This invention has to do with the field of color reproduction in general and, in particular to the process of producing hardcopy output on a four-color device from a digital image. Examples of four-color devices are: offset lithography in which the "four-color process" employs printing inks as colorants applied to paper, in a halftone screen pattern, by a printing press; gravure printing, which also employs printing inks applied to paper, off-press proofing systems, which employ toners as colorants to simulate the effect of an offset press; and computer-driven printers, which use a variety of technologies and colorants, such as jettable inks, toners, and dyes, applied in various continuous-tone, halftone, or dithered patterns.
These processes use three chromatic colorants which are commonly chosen to be the subtractive primaries cyan, magenta, and yellow (abbreviated as C, M, and Y). In addition, they may use an achromatic, or black, colorant (abbreviated as K).
In order to print digital images on these devices, it is necessary to be able to convert colors among different device color spaces. For example, consider a person who wishes to scan in a picture, view the picture on a monitor, and then write out the picture on a four-color offset press. In order to do this in such a way that the original picture, monitor image, and printed copy look the same, it is necessary to convert between the color spaces defined by the RGB measured by the scanner, the RGB used by the monitor, and CMYK used by the press. In order to produce this conversion, color management systems have been developed by a number of companies. These color management systems use device profiles to describe the colorimetric properties of devices. Each profile contains transformations between the device color space (i.e., the space defined by the amounts of each colorant used by the device) and a profile connection space (PCS). Standard choices for the PCS are the CIELAB and CIEXYZ color spaces defined by the International Commission on Illumination (CIE). In addition, profiles for output devices contain a simulation transform which maps from the PCS to the PCS for describing how out of gamut colors are mapped into the gamut of the output device before being printed. Thus each profile contains the following transforms:
(a) an input transform which maps the device color space to the profile connection space; PA1 (b) an output transform which maps the profile connection space to the device space; PA1 (c) a simulation transform which maps the PCS to the PCS, and describes how colors which are outside the gamut of the device are to be printed; and PA1 (d) a gamut alarm transform which maps the PCS to a single number and indicates whether or not a given color is within the gamut of the device.

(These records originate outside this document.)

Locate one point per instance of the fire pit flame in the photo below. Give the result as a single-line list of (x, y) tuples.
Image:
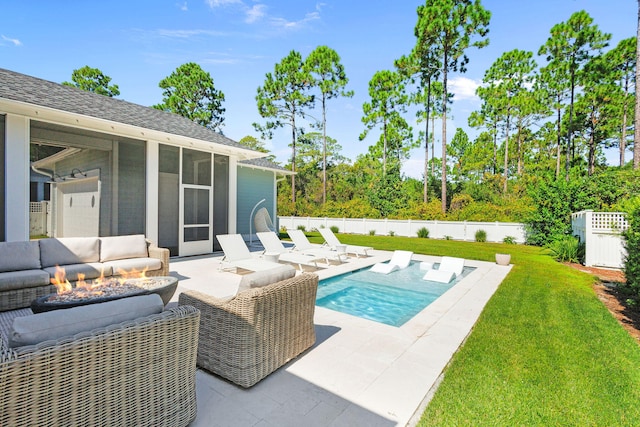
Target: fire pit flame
[(96, 287)]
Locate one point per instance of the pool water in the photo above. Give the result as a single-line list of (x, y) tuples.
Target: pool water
[(392, 299)]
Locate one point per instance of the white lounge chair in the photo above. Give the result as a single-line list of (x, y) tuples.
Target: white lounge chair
[(303, 245), (262, 221), (332, 241), (272, 244), (237, 254), (449, 269), (399, 260)]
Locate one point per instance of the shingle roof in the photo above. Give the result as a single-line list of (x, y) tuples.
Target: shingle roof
[(32, 90)]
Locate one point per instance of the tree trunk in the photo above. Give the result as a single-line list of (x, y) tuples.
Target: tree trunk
[(425, 196), (444, 136), (324, 150), (506, 157), (293, 160), (636, 136), (559, 140), (433, 144), (570, 129)]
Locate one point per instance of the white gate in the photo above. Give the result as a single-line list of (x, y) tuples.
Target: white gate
[(601, 234)]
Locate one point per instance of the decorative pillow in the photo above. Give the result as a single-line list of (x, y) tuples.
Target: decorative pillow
[(51, 325), (266, 277), (69, 250), (16, 256), (123, 247)]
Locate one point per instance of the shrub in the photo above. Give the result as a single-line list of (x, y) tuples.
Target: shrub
[(509, 240), (481, 236), (423, 233), (632, 260), (567, 249)]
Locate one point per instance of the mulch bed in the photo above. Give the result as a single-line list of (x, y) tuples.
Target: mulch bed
[(607, 291)]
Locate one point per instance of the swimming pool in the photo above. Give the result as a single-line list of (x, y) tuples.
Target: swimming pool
[(392, 299)]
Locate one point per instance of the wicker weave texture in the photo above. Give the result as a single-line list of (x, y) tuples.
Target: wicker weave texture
[(139, 373), (252, 335)]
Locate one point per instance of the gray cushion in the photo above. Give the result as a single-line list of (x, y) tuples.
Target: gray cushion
[(91, 270), (19, 256), (69, 250), (52, 325), (266, 277), (123, 247), (11, 280), (131, 264)]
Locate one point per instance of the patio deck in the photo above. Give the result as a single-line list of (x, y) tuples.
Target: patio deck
[(359, 372)]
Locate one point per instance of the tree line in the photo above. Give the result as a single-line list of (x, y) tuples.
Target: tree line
[(542, 127)]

The format for these profiles has been standardized by the International Color Consortium (ICC). A number of companies have produced and sold profiles which conform to this standard, and have also produced and sold applications which create ICC conforming profiles from measurement data. Thus, each owner of color processing equipment has available an increasing number of profiles from an increasing number of different sources.
In the case of a four-color device, such as an offset press, the output transform is not determined solely by the calorimetric properties of the output process. These processes are undetermined or, in other words, most printable colors can be printed with a variety of different combinations of cyan, magenta, yellow, and black colorants (CMYK). In general, these options can be thought of as different balances between the amount of black colorant (K) and the amount of a neutral combination (CMY) of the primary colorants. Since the printed colors are (or can be) identical, the choice among these options is made, not on the basis of colorimetry, but according to considerations of process control and repeatability, limits of the printing technology, cost, aesthetic taste, and the like. Some of the common approaches to the usage of K versus CMY are referred to in the art as Under-Color Removal (UCR) and Gray-Component Replacement (GCR).

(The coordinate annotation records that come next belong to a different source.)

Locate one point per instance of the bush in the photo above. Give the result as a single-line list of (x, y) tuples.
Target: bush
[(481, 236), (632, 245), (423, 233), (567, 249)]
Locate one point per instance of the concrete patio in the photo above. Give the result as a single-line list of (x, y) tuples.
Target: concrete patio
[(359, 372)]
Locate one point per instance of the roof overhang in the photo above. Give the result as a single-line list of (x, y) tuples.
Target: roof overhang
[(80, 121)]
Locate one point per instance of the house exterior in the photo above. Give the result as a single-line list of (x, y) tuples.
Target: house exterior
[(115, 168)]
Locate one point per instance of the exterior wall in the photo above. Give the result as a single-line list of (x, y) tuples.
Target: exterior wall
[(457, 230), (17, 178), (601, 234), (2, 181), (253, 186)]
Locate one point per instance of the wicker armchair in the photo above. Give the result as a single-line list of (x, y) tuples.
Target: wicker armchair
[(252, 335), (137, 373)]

Under current methods of generating profiles for output devices, the choice of GCR is one component of the process for generating the profile. An operator writes out a set of patches; measures those patches with a colorimeter; and gives those measured values to a computer program. The operator also gives parameters specifying the desired degree of GCR to that program. The computer program then uses the measured data and the choice of GCR to compute the profile. If the operator wishes a different amount of GCR, it is necessary to re-run the program. This is not too inconvenient if the operator has access to the software and to the measurement data which had been used in creating the output profile. However, in many cases, a person might own a profile which was generated by somebody else. In those cases there isn't any current method for the owner of such a profile to change its level of GCR.
U.S. Pat. No. 5,359,436 by Dichter discloses a method of recomputing black for a picture which has had its CMY values readjusted. This patent, however, does not base its recomputation of black ink on a colorimetric model for a specific output device so that the recomputation is characteristic of that device. Rather it assumes a simple standardized model for how black is replaced by cyan, magenta, and yellow. Thus, it cannot, in general, guarantee that the color of a picture will be the same after the black ink has been recomputed.
Consequently, a need exists for improvements in the presently known and utilized method and apparatus for constructing a profile for a four-color output device.